Not in the least. Bree was born and raised in New Zealand, where tattoos are as common as sheep. I might have been alarmed if she’d decided to decorate her body with skulls or satanic symbols, but she chose flowers. As rebellious acts go, having oneself tattooed with flowers is fairly harmless.

 

“What about leaving Ruru behind?” I looked at Reginald, who sat on the bedside table, gazing amiably at his new acquaintance. “I’d have to be in a terrible state to forget Reg.”

 

Bree IS in a terrible state. Catharsis may be good for the soul, but it isn’t a cure-all, Lori. Bree’s troubles are far from over, but I do not believe that she is in imminent danger of harming herself irretrievably. Her mind must have been in a whirl when she fled the condo. I’m certain that she suffered pangs of remorse when she discovered Ruru’s absence. Fortunately, she has a ruru tattooed on her shoulder.

 

“A tattoo is no substitute for a soft, fluffy owl,” I said.

 

Perhaps not, but I learned from one of my Kiwi soldiers that the Maori regard the ruru as a sort of guardian spirit. We must hope that Bree’s tattoo will protect her until you can return her little companion to her.

 

“We fly to Queenstown tomorrow,” I said. “If Bree’s not there, I will definitely release a few pent-up emotions.”

 

It will do your soul good. In the meantime, get some sleep.

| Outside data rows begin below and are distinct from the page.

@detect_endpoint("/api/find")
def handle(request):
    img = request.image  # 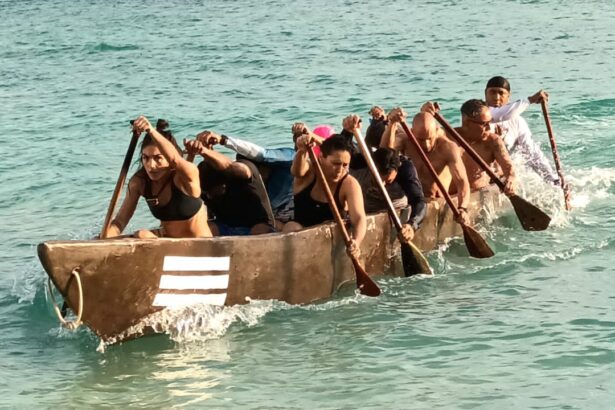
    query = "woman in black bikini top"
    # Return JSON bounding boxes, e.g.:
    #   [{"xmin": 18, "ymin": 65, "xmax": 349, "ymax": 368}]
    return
[
  {"xmin": 284, "ymin": 129, "xmax": 366, "ymax": 248},
  {"xmin": 108, "ymin": 117, "xmax": 211, "ymax": 238}
]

Flying out of the Wellington airport is considered by some to be one of life’s greatest thrills!

 

I reread Aunt Dimity’s final sentence warily as her words faded from the page, then closed the journal and placed it on the table.

 

“Call me a wimp,” I muttered to Reginald, “but the prospect of another thrilling flight doesn’t fill me with undiluted joy.”

 

I patted his head and Ruru’s, turned out the light, and fell into an uneasy sleep, wondering what fresh terrors New Zealand had in store for me.

 

 

 

 

 

We took off sideways. I didn’t know that a plane could take off sideways until we finished zigzagging down the runway and became airborne, by which time I’d lost the will to live.

 

“Now you know why it’s called Windy Wellington,” Cameron said, with a certifiably insane shout of laughter. “The North Island and the South Island are separated by the Cook Strait, which acts as a wind tunnel. The weather was unusually placid yesterday, but it’s business as usual today.”

 

“Lucky me,” I croaked. For some reason, my mouth had gone dry.

 

“Should be smooth sailing from here on in,” he assured me. “Nothing but blue skies ahead.”

 

“And blue sea below,” I said, peering at the strait’s white-capped, roiling waves. “Is your airplane equipped with life vests?”

 

“Relax, Lori,” said Cameron. “The best is yet to come.”

 

“Define what you mean by ‘the best,’ ” I said, eyeing him suspiciously.

 

“Four million people live in New Zealand,” he said. “Only one million live on the South Island. It’s uncrowded, unspoiled, and incredible. You’ll see.”

 

I did see. I saw the Southern Alps, a majestic spine of razor-edged mountains that ran the entire length of the South Island. I caught glimpses of tarns, waterfalls, glaciers, and the glistening pinnacle of Mount Aspiring. I saw Aoraki/Mount Cook, New Zealand’s tallest mountain, where Sir Edmund Hillary honed his climbing skills before tackling Everest. I saw clouds reflected with surreal precision in the mirrorlike surface of Lake Tekapo, and gazed in awe at the sheer-walled fjord called Milford Sound, a haven for penguins, seals, dolphins, and boatloads of tourists. I saw enough breath-taking beauty to make me wish with all my heart for a chance to see more.

 

My head was so full of spectacular images that I thought it would burst when the snowcapped, serried peaks of the Remarkables range came into view, rising like white flames above the azure waters of Lake Wakatipu. Queenstown hugged the lake’s shore, clung to the foothills surrounding it, and spilled into adjoining valleys, but the city was dwarfed by the absurdly lovely landscape that surrounded it.